There is a new reimbursement coding guideline in the US. While our cost of living may be somewhat less than the US, procedural complexity and risks remain the same with the same expertise, training and difficulty in the performance of the procedure. So we can go ahead and develop our own reimbursement guidelines using a percentage of difference in living costs. It is better not to be penny wise and pound foolish.n
(Dr.) Col. Anil Dhall, Sena Medal, MD, DM, FACC, FESC, FSCAI, FHRS, FCSI is Director Cardiology, Delhi Heart and Lung Institute. He was formerly Senior Adviser & Professor Army Hospital (Research & Referral) Delhi Cantt, Senior Consultant & Unit Head Max Heart & Vascular Institute, Saket, New Delhi, Director & Head Department of Cardiology Artemis Health Institute, Gurgaon.
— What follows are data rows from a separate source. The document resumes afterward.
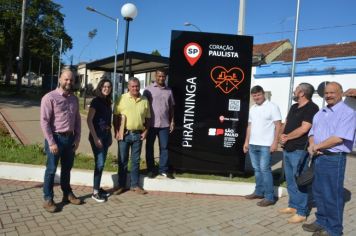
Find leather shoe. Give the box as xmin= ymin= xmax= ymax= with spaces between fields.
xmin=131 ymin=187 xmax=147 ymax=195
xmin=245 ymin=193 xmax=263 ymax=200
xmin=302 ymin=222 xmax=323 ymax=232
xmin=43 ymin=199 xmax=57 ymax=213
xmin=278 ymin=207 xmax=297 ymax=214
xmin=312 ymin=229 xmax=330 ymax=236
xmin=256 ymin=199 xmax=274 ymax=207
xmin=62 ymin=193 xmax=82 ymax=205
xmin=288 ymin=214 xmax=307 ymax=224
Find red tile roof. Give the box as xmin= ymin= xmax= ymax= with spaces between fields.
xmin=273 ymin=42 xmax=356 ymax=62
xmin=253 ymin=39 xmax=289 ymax=56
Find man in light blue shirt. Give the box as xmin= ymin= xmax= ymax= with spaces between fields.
xmin=303 ymin=82 xmax=356 ymax=235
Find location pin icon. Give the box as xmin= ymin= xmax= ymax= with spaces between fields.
xmin=184 ymin=43 xmax=203 ymax=66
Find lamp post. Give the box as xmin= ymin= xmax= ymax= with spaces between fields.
xmin=184 ymin=22 xmax=202 ymax=32
xmin=43 ymin=33 xmax=63 ymax=90
xmin=121 ymin=3 xmax=137 ymax=94
xmin=288 ymin=0 xmax=300 ymax=110
xmin=16 ymin=0 xmax=27 ymax=93
xmin=85 ymin=7 xmax=119 ymax=102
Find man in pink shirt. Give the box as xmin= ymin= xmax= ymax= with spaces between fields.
xmin=40 ymin=69 xmax=81 ymax=213
xmin=143 ymin=69 xmax=174 ymax=179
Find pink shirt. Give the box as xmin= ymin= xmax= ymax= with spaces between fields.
xmin=40 ymin=88 xmax=81 ymax=145
xmin=143 ymin=83 xmax=174 ymax=128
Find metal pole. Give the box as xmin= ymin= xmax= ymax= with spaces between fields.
xmin=16 ymin=0 xmax=26 ymax=93
xmin=121 ymin=19 xmax=130 ymax=94
xmin=288 ymin=0 xmax=300 ymax=111
xmin=112 ymin=18 xmax=119 ymax=100
xmin=237 ymin=0 xmax=246 ymax=35
xmin=50 ymin=54 xmax=54 ymax=90
xmin=57 ymin=39 xmax=63 ymax=85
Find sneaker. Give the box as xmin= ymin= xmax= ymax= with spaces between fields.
xmin=245 ymin=193 xmax=263 ymax=200
xmin=99 ymin=188 xmax=110 ymax=197
xmin=159 ymin=173 xmax=174 ymax=179
xmin=112 ymin=187 xmax=126 ymax=195
xmin=91 ymin=193 xmax=105 ymax=202
xmin=131 ymin=187 xmax=147 ymax=195
xmin=302 ymin=222 xmax=323 ymax=233
xmin=43 ymin=199 xmax=57 ymax=213
xmin=147 ymin=171 xmax=156 ymax=179
xmin=62 ymin=193 xmax=82 ymax=205
xmin=288 ymin=214 xmax=307 ymax=224
xmin=256 ymin=199 xmax=275 ymax=207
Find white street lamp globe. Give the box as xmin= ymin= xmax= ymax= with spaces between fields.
xmin=121 ymin=3 xmax=137 ymax=20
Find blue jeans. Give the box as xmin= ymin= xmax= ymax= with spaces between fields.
xmin=89 ymin=130 xmax=112 ymax=190
xmin=146 ymin=127 xmax=169 ymax=174
xmin=43 ymin=134 xmax=75 ymax=200
xmin=283 ymin=150 xmax=309 ymax=216
xmin=313 ymin=154 xmax=346 ymax=235
xmin=249 ymin=144 xmax=274 ymax=202
xmin=119 ymin=133 xmax=142 ymax=188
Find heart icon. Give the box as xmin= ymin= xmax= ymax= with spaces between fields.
xmin=210 ymin=66 xmax=245 ymax=94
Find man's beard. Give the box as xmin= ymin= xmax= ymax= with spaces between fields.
xmin=61 ymin=84 xmax=73 ymax=92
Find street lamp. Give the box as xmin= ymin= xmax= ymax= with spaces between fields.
xmin=288 ymin=0 xmax=300 ymax=110
xmin=121 ymin=3 xmax=137 ymax=94
xmin=43 ymin=33 xmax=63 ymax=90
xmin=16 ymin=0 xmax=27 ymax=93
xmin=85 ymin=7 xmax=119 ymax=102
xmin=184 ymin=22 xmax=201 ymax=32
Cost involved in an angioplasty procedure
The cost of angioplasty not only includes the price of a stent but also incorporates:-
a) Percentage cost of capital expenses on setting up a cardiac catheterisation laboratory, coronary care unit, emergency room, non invasive cardiac hemodynamic laboratory etc.
b) Percentage cost of capital expenses in setting up a hospital.
c) Cost of disposable hardware i.e. sheaths (factor 2.4), 0.035”guide wire, 0.014” coronary guide wire (factor 2.2.), intra coronary balloon (factor 2.2.), intracoronary hardware for special situations like the thrombus extraction catheter, micro catheter, Corsair, Tornus etc. Contrast, Medicines with optional usage of Swan Ganz, Right heart catheter, Temporary Pacing.
d) Cost of linen, sterilisation, logistics and supply chain.
e) Cost of pre and post procedure care including nursing, linen, housekeeping and dietetics.
f) Lab investigations and backend costs.
g) Cost of nursing, technical and paramedical staff.
h) Physician cost including cost of Cardiologist, Anesthesiologist and even stand by Surgical Team.
i) Cost of stent.
j) Cost of rotablator, if used.
k) Cost of FFR (fractional flow reserve), IVUS (Intravascular ultrasound), OCT (Optical coherence tomography) if used.
l) Cost of closure device if used.
m) Cost of future expansion and training of personnel to remain abreast with advances in the field.